Justice Sachdeva, disagreeing with the appellate court in the present case, held that in case there is a dispute as to whether the wife is gainfully employed or not, the court cannot assume that because she is educated or was employed prior to her marriage, she would be gainfully employed. Justice Sachdeva also relied on another judgment of the Supreme Court in Shailja vs Khobbanna (2018) in which it had categorically held that whether the wife is capable of earning or whether she is actually earning are two different requirements. In this case, the High Court had reduced the maintenance awarded to the wife and the son by the family court from Rs 25,000 to Rs 12,000 on the ground that the appellant-wife was capable of earning.

The Supreme Court was dissatisfied with the High Court’s order considering that the income of the husband, a senior lecturer in a college, was more than Rs 80,000 a month.

It also took note of the fact that the husband was the owner of 26 acres of irrigated land. More important, the apex court disagreed with the High Court and held that merely because the wife is capable of earning is not sufficient reason to reduce the maintenance awarded by the family court.

Making a distinction between Section 125, CrPC, and the DV Act, Justice Sachdeva said the expression “unable to maintain herself”, which qualifies for the claim of maintenance by a wife under the former, is missing in the Act. He emphasised that under Section 20(2) of the DV Act, the monetary relief granted has to be adequate, fair and reasonable and consistent with the standard of living to which the aggrieved person is accustomed. The expression “unable to maintain herself” found in Section 125, CrPC, does not mean capable of earning, Justice Sachdeva interpreted.

Justice Sachdeva thus restored the trial court’s order awarding the maintenance of Rs 16,500 per month to the wife. He also directed the husband to pay it from the date of filing of the application by the wife seeking its grant, ie, with effect from May 3, 2017. He gave the husband four weeks’ time to clear the entire arrears of maintenance.

The rise in the number of cases under the DV Act heard by the judiciary doubtless indicates the rising confidence of women in the ability of the courts to render justice. It also underlines the growing intolerance for domestic violence among women.

Activists, however, have been concerned over the lack of sensitivity among judges to the Act’s potential to come to the rescue of aggrieved women. The Act supports the contention that emotional, sexual and economic violence within the home should be suitably compensated. Put in this context, Justice Sachdeva’s judgment is refreshing, and is likely to be hailed by activists for being sensitive to the objectives of the Act.
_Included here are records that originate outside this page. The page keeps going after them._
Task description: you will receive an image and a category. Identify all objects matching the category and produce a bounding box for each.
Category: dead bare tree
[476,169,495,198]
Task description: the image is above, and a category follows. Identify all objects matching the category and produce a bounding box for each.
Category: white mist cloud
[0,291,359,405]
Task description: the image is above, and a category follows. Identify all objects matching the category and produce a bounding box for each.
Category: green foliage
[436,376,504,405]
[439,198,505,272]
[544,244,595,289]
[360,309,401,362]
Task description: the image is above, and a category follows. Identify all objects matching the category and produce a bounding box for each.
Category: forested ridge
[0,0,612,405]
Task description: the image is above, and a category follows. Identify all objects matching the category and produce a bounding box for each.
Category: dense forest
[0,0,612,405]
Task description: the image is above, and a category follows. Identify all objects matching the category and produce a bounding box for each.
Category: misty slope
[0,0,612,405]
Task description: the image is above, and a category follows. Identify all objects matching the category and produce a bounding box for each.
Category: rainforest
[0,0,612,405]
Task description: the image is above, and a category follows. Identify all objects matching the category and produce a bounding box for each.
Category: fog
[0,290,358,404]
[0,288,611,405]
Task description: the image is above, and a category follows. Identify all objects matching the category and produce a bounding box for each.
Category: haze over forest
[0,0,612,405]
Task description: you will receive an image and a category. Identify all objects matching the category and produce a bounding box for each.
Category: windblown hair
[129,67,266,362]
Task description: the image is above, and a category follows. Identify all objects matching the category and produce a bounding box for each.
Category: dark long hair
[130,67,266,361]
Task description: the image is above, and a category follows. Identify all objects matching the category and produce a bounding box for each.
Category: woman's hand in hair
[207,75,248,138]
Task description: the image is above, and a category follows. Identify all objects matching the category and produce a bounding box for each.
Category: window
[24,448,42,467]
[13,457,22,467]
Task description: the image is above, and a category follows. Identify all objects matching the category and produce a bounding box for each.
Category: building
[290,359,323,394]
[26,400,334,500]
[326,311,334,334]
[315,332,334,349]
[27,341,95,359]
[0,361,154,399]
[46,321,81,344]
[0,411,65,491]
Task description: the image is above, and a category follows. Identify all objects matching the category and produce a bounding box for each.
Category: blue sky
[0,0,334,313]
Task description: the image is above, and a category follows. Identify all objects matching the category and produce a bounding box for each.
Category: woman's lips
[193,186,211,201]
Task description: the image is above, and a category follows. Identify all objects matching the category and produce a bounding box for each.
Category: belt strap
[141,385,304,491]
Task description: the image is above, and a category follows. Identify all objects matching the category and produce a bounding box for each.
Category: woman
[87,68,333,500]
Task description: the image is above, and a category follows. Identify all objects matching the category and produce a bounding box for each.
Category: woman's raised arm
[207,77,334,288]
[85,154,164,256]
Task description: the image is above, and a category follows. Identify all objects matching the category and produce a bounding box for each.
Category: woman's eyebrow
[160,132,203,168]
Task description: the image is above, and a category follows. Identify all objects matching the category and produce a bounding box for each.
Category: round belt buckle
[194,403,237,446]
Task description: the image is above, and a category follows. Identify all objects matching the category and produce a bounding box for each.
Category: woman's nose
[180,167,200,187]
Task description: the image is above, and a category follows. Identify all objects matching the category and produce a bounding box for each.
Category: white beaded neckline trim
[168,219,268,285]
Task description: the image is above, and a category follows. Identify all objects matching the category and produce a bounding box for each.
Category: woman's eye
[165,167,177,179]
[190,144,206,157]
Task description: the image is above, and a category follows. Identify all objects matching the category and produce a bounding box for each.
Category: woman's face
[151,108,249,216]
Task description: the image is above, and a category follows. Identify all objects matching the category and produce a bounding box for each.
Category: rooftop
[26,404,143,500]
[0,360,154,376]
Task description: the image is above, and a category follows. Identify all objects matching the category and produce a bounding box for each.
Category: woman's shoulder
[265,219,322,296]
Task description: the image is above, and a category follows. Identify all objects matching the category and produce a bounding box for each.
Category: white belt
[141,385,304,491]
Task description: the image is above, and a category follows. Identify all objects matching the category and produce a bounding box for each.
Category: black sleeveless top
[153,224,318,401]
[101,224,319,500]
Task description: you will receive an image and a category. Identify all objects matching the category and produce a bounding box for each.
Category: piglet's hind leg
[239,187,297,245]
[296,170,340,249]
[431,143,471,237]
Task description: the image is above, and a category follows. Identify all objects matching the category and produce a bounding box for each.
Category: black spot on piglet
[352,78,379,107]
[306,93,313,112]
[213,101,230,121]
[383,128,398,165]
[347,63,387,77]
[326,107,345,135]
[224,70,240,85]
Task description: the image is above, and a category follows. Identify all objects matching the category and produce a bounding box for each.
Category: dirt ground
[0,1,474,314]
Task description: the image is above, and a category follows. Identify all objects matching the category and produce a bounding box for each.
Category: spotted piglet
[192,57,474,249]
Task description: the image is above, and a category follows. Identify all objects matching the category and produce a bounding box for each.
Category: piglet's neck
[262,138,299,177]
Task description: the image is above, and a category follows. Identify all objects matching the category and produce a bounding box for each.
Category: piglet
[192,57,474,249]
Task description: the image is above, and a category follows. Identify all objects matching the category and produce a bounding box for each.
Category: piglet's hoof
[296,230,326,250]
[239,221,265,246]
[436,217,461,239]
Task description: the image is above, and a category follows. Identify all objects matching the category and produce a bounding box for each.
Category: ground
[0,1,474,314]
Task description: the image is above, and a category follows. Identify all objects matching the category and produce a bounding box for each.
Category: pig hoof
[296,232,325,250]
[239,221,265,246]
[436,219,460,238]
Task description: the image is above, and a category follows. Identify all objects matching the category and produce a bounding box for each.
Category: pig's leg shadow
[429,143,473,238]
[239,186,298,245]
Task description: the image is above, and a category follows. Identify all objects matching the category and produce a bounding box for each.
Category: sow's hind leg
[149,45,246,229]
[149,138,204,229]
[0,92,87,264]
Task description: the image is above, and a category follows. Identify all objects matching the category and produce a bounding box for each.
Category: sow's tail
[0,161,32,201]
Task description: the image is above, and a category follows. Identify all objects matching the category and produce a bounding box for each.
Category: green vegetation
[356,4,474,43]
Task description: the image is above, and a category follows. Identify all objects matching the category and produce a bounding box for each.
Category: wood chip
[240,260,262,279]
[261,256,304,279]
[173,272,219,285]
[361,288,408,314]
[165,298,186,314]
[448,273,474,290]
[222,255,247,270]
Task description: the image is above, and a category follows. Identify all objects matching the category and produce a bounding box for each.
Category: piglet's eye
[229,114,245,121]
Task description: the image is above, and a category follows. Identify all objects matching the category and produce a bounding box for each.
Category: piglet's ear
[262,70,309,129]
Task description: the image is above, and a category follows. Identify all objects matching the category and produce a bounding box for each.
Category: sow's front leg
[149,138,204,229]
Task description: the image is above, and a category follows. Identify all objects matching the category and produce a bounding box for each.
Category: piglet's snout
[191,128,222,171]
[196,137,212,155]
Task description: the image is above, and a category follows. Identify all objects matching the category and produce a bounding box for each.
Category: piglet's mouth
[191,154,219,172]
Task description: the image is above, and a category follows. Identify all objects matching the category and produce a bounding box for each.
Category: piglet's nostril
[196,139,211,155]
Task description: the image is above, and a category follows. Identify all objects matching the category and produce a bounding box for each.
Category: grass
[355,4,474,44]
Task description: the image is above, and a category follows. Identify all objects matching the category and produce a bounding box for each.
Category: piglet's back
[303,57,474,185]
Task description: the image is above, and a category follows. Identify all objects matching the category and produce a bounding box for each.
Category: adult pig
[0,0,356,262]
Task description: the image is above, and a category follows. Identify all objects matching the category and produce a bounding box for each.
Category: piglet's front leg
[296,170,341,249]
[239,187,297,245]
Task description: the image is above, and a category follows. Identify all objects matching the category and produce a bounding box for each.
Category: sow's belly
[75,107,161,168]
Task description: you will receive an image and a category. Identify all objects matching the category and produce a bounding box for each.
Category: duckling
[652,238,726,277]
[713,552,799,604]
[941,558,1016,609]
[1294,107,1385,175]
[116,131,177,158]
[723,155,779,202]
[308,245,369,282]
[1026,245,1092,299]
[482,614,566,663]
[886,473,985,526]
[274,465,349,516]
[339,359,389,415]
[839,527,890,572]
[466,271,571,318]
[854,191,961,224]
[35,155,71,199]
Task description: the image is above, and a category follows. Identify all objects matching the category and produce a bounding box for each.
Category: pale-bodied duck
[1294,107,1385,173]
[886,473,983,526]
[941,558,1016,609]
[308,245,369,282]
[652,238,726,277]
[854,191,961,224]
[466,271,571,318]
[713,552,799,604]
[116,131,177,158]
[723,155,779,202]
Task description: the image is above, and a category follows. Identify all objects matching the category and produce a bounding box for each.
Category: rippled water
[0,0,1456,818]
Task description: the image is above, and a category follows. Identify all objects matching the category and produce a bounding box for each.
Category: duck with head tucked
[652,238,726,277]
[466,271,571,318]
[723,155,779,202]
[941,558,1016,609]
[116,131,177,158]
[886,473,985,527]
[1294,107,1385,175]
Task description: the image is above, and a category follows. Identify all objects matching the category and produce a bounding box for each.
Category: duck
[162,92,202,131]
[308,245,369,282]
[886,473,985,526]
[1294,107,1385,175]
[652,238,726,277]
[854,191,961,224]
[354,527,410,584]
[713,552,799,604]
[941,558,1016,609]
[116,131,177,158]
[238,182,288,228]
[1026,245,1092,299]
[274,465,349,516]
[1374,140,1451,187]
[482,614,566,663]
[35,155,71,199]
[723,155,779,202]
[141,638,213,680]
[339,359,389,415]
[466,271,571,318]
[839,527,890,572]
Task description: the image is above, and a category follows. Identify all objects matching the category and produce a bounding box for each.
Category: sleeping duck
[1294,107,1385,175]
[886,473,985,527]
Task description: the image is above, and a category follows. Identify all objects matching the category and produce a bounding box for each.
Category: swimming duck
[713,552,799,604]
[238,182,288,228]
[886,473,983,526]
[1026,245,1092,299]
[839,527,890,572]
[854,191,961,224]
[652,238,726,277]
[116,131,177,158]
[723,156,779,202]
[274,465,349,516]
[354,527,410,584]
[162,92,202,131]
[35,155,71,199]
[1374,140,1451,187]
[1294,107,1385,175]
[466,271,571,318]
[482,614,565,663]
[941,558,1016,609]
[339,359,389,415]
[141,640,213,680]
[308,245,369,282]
Reviewing the Act’s working in 2009, Jaising commented in an article that having a law on domestic violence puts in place a norm that violence against women is unacceptable, and such a norm is backed by State sanctions. But having a norm will not by itself end violence, she had cautioned. “It is also necessary to facilitate access to justice by the endowment of material resources,” she had explained.

By enlarging the scope of interim maintenance to be granted to an aggrieved wife, the Delhi High Court has sought to advance her access to justice, as envisaged by Jaising almost 10 years ago.